メールの接続に再々の往診をして下さったN 先生は「いいですか、メールは打っただけでは行きません。送信トレイにのせて配信を押さなければ駄目です」とおっしゃる「試しに自宅に送ってみましょう」と、ささっと手順を踏まれますと、斜め字になったメールがすっと消えていきます。

うひゃーなんだか解らないけど面白い、これがやみつきになる最初のカルチャーショックでした。先生は「私は教えるのが大好き人間ですから何でも聞いて下さい」と言われますが、聞く質問すら出てこない程の初心者ですから、ひたすら頭を下げてお見送りしました。

さあやってみようか!


「まず宛名やな、これでよしっ、次ぎは件名?件名てなんや?」

「見出しみたいなもんとちがうの?なんでも良いって言うてはったし」

「ほんならAm 先生からメール来とったからまず、ええと、(を)はどこを打ったらいいねん?」

「どこって、、(を)は(お)でしょうが」  

「ちゃう!ひっつきの(を)や!」   

「ひっつきの(を)ねえ・・本を見なわからんわ」

「何ですぐ解るようになってへんねん、もういいわ(お)で辛抱してもらおっ!」

ひっつきの(を)が(O)や(お)のままのメールはしばらくの間続き、なんぼなんでもみっともないと本をひっくり返してやっと(W O)と打つと(を)が現れ、「やった!!」なんて感激して二人で万歳万歳、まるで幼稚園のごときお粗末さでした。この(を)が正確に打てる様になった時、Am先生から「随分上手になられましたな」とメールでお褒めいただいたのをみてもわかるようにそれはひどいメールを臆面も無く送っていたのです。

往診医N先生にお礼のメールを送るのに頭を寄せ集め医薬分業ならぬ送信分業をしてやっと一通のメールが出来上がる・・・といった有り様なのに他の先生方は軽々とメールを送って居られる様子で、すでに「メール魔」等というネームを持つ先生も現れ、焦るばかりの毎日が過ぎて行きました。

ある夜のこと、N先生に質問しなければどうしても解らない所が出てきて、メールを送信トレイに載せ配信ボタンを押して飛んで行くのを、今か今かと二人で固唾を呑んで見守っていましたが一向にメールは飛んで行って呉れません。
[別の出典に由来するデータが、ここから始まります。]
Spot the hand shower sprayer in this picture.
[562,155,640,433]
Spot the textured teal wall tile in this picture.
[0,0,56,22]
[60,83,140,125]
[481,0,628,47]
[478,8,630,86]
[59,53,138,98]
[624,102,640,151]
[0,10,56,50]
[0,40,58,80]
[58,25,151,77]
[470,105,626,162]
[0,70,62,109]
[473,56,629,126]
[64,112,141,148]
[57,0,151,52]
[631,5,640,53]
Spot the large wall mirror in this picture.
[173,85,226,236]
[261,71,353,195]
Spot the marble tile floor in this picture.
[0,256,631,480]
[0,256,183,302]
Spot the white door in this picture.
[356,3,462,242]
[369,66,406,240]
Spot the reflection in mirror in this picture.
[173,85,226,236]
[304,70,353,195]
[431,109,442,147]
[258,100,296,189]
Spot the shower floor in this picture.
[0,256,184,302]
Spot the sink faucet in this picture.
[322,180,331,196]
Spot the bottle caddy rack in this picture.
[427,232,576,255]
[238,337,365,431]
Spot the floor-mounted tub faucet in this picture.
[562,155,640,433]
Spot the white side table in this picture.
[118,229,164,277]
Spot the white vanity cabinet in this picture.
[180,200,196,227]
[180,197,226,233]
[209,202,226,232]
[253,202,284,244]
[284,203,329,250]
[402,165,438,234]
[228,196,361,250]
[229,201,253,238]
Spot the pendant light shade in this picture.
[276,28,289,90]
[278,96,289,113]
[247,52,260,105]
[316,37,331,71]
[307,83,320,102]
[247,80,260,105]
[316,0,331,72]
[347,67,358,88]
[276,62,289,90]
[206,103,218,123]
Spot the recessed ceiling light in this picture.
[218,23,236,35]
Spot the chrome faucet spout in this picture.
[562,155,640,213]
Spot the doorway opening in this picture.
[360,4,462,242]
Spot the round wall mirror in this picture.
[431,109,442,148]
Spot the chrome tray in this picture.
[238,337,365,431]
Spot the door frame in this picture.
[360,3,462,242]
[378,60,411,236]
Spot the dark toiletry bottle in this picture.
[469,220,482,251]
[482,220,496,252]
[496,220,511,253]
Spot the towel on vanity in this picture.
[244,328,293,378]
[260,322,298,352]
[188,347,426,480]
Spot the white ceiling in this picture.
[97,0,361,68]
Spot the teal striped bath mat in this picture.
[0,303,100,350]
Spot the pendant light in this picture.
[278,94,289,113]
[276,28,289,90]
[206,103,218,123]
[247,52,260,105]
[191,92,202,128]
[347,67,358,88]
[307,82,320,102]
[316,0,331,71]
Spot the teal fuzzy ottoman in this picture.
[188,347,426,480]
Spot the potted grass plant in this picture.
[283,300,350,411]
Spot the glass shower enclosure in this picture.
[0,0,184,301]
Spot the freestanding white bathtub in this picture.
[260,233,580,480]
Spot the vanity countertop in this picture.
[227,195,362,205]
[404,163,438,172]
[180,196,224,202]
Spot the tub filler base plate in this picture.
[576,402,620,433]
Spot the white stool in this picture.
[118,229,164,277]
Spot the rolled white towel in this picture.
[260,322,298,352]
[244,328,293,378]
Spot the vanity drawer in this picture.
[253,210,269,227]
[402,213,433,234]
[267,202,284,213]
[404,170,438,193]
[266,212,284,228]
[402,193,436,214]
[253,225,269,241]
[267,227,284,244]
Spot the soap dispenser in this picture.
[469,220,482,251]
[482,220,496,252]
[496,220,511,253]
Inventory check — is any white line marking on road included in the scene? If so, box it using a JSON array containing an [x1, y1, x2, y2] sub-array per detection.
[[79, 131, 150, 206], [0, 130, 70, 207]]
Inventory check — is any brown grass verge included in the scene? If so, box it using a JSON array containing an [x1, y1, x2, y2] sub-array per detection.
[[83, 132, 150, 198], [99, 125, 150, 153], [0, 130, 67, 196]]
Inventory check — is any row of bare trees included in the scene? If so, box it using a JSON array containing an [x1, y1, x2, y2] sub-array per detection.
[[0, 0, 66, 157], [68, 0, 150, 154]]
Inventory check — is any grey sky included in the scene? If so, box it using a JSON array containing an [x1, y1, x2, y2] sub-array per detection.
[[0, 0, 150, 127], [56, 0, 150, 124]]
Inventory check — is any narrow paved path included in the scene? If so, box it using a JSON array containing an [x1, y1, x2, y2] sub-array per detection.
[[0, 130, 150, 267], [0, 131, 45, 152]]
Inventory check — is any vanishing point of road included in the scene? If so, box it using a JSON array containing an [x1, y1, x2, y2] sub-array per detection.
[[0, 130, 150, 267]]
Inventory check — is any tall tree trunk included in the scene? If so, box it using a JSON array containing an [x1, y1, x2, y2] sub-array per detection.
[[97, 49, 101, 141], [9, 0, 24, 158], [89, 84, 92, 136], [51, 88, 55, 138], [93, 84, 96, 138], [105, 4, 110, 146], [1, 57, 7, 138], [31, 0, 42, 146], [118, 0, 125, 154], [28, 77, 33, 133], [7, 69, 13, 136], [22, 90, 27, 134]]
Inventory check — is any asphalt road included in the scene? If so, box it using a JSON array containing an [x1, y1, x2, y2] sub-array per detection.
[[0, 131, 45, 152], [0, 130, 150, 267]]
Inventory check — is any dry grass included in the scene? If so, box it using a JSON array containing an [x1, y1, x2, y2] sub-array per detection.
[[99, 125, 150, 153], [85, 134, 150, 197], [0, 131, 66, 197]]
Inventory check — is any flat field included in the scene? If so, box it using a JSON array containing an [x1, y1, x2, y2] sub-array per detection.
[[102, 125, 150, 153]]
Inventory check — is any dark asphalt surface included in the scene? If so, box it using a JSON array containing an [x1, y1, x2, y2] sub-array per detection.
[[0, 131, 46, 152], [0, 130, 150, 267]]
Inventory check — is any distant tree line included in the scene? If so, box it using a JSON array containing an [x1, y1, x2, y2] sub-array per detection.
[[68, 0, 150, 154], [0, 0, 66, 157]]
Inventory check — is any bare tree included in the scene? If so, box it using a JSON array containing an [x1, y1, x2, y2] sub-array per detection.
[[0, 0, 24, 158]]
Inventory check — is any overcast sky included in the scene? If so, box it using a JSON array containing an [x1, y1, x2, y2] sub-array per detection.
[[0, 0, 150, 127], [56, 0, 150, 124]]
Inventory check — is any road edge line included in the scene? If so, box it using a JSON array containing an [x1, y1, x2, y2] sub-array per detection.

おかしいなとしばらく待ってみましたが全然消える様子もなくメールは居座っていて動きません。

「もう12時過ぎたしきっとN 先生がパソコンやってはって、先生のところのメールが混んでいるからや」

「毎晩パソコン触ってはるって聞いたし、そうやねきっと、昼間は先生の

メール箱も空いているから今度から昼間にしょうか?」

全く見当はずれの会話をして納得して、もう一度配信ボタンを押したらアッと言う間にメールは飛んで行きました。今から思えば単に配信ボタンのクリックがまずかっただけのことで、勿論N先生のパソコンが混んでいたわけもなく、全くメールの仕組みが解ってなかったということでした

。翌日N先生に「昨夜は長い間メールが行かずに参りました」と爺が言いましたら先生は「おかしいですね、そんな筈は無いのですが・・」と本気で心配して下さったのです。
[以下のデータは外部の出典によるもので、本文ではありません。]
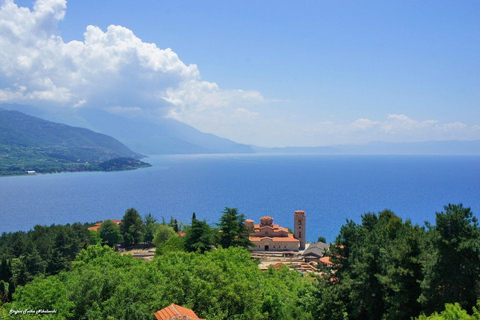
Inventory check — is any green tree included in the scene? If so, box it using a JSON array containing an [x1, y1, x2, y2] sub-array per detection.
[[317, 210, 425, 320], [155, 234, 185, 256], [98, 220, 122, 247], [185, 212, 213, 252], [143, 213, 157, 243], [218, 207, 252, 248], [417, 301, 480, 320], [120, 208, 145, 246], [153, 224, 175, 247], [420, 204, 480, 312], [317, 237, 327, 243]]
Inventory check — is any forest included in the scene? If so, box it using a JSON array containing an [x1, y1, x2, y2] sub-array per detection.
[[0, 204, 480, 320]]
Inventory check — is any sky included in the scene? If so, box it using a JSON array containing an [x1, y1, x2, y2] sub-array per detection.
[[0, 0, 480, 146]]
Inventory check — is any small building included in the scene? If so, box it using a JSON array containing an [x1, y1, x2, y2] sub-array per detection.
[[154, 303, 205, 320], [88, 219, 122, 231], [318, 256, 334, 267], [245, 210, 305, 251], [302, 242, 330, 262]]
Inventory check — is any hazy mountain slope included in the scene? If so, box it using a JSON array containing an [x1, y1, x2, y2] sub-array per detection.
[[0, 104, 254, 154], [0, 109, 148, 174]]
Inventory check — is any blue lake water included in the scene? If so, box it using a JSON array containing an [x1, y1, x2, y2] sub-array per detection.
[[0, 155, 480, 241]]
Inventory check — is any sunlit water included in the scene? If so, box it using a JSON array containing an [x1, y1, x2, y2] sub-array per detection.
[[0, 155, 480, 241]]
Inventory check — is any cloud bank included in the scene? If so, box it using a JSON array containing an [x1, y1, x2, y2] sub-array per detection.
[[0, 0, 480, 146], [0, 0, 263, 119]]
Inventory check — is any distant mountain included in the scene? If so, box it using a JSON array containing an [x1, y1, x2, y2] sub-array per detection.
[[0, 104, 255, 155], [0, 109, 147, 175], [251, 140, 480, 155]]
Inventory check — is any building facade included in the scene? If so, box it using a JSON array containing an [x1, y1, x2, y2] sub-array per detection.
[[245, 211, 306, 251]]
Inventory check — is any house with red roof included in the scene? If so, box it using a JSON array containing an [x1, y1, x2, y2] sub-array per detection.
[[154, 303, 205, 320], [88, 219, 122, 231]]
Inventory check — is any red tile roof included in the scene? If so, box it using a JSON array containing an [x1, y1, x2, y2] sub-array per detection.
[[88, 219, 122, 231], [154, 303, 205, 320], [249, 233, 299, 242], [319, 257, 333, 266]]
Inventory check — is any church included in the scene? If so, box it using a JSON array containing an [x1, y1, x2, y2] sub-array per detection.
[[245, 210, 306, 251]]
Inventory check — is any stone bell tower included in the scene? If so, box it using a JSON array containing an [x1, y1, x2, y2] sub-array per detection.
[[293, 210, 307, 250]]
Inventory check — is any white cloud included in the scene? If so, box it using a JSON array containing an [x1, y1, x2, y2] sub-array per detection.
[[0, 0, 480, 146], [0, 0, 263, 121]]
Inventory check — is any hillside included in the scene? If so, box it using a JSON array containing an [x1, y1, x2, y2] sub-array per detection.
[[0, 109, 147, 175], [0, 104, 255, 155]]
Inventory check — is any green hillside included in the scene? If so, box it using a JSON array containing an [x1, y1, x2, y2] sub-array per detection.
[[0, 109, 148, 175]]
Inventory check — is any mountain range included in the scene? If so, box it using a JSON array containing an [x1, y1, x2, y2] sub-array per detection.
[[0, 104, 480, 155], [0, 104, 255, 155], [0, 109, 148, 175]]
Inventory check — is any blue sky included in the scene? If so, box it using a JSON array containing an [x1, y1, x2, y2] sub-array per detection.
[[0, 0, 480, 146]]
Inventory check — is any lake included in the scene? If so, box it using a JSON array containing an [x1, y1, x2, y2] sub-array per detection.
[[0, 154, 480, 241]]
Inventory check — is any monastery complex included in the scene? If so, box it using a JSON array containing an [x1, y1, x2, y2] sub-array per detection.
[[245, 210, 306, 251]]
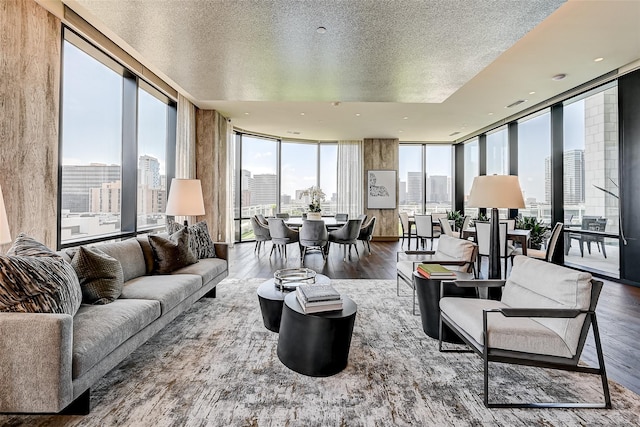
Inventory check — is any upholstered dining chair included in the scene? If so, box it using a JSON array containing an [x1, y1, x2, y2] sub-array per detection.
[[251, 216, 271, 255], [438, 255, 611, 409], [358, 216, 376, 255], [329, 219, 362, 261], [268, 218, 300, 259], [415, 215, 440, 250], [300, 219, 329, 265], [514, 222, 564, 262]]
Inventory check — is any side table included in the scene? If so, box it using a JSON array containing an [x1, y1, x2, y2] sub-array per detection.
[[413, 271, 476, 343], [278, 293, 357, 377], [257, 274, 331, 332]]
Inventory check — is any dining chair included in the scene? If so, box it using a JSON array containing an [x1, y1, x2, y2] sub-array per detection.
[[476, 221, 515, 277], [268, 218, 300, 259], [329, 219, 362, 261], [415, 215, 440, 249], [358, 216, 376, 255], [299, 219, 329, 265], [398, 212, 415, 249]]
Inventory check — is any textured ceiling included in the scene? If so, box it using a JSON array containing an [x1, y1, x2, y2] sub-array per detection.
[[63, 0, 640, 141]]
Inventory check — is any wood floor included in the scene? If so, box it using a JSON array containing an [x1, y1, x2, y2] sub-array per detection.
[[229, 242, 640, 399]]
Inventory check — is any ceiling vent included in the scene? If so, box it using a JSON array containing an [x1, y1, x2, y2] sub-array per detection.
[[505, 99, 527, 108]]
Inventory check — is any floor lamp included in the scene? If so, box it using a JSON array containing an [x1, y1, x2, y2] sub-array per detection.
[[467, 175, 524, 279], [0, 187, 11, 252], [165, 178, 204, 227]]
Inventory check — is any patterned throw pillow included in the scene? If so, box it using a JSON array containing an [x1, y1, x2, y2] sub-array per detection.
[[0, 234, 82, 316], [149, 228, 198, 274], [71, 246, 124, 305], [188, 221, 216, 259]]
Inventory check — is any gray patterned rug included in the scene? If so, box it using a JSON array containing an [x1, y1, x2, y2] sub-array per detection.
[[0, 279, 640, 427]]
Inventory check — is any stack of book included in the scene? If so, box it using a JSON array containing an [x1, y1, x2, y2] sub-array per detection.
[[296, 284, 342, 313], [417, 264, 456, 280]]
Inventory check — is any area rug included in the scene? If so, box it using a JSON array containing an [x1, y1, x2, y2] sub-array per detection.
[[0, 279, 640, 427]]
メールが長時間行かない等と言う事は先生にはその失敗の原因すら想像出来ない程馬鹿げたものだったのでしょう。それでもN先生はメールとは私書箱に配達されている様な状態で、パソコンでメールを使っているから受け取れないのではない、と説明して下さったのです。

そうでした!そうでした!私書箱にのっている・・ということを忘れて、夜中に良い年をした爺と婆が、N先生が機械を使っておられるからメールが行かないのだ・・等と納得をして、頷きあっている図は噴飯物だったなあとケションとしています、済みませんと、返信メールを大真面目で送りかえしました。

N先生は多分このメールで
(あかん!トシや!全然解って無い。やっぱり無理やったな)ときっと思われたことでしょう。

そうこうしている内にやたらマウスを押していたら突然デスクトップの背景がピンク色にバッと変わってそれっきりになってしまい何処を押したら修復出来るのかさっぱり解らず、しばらくパソコンが恐ろしくて触れない、という事態になりました。

仕方なくパソコン例会で爺が「ピンクに変わって弱ってます」と言ったら皆様の大爆笑を誘ってしまい、気の毒に思われたN先生はデスクトップの色を変える方法をメールして下さいました。

やれやれ、ほっとする間もなく、今度は受診トレイを開く前に98ランチが居座って電光石火に「受診トレイ」をクリックしないと、もうメールが読めない状態(今から思えば98を最小化してゆっくり受診トレイのショートカットを押せばOKだったのでした)になり、それも単なる勉強不足にすぎないといった、アホらしい失敗ばかり繰り返し、やっとまともに婆がメールを送った時、N先生は余程ほっとされたのでしょう、物凄く褒めて下さったのです。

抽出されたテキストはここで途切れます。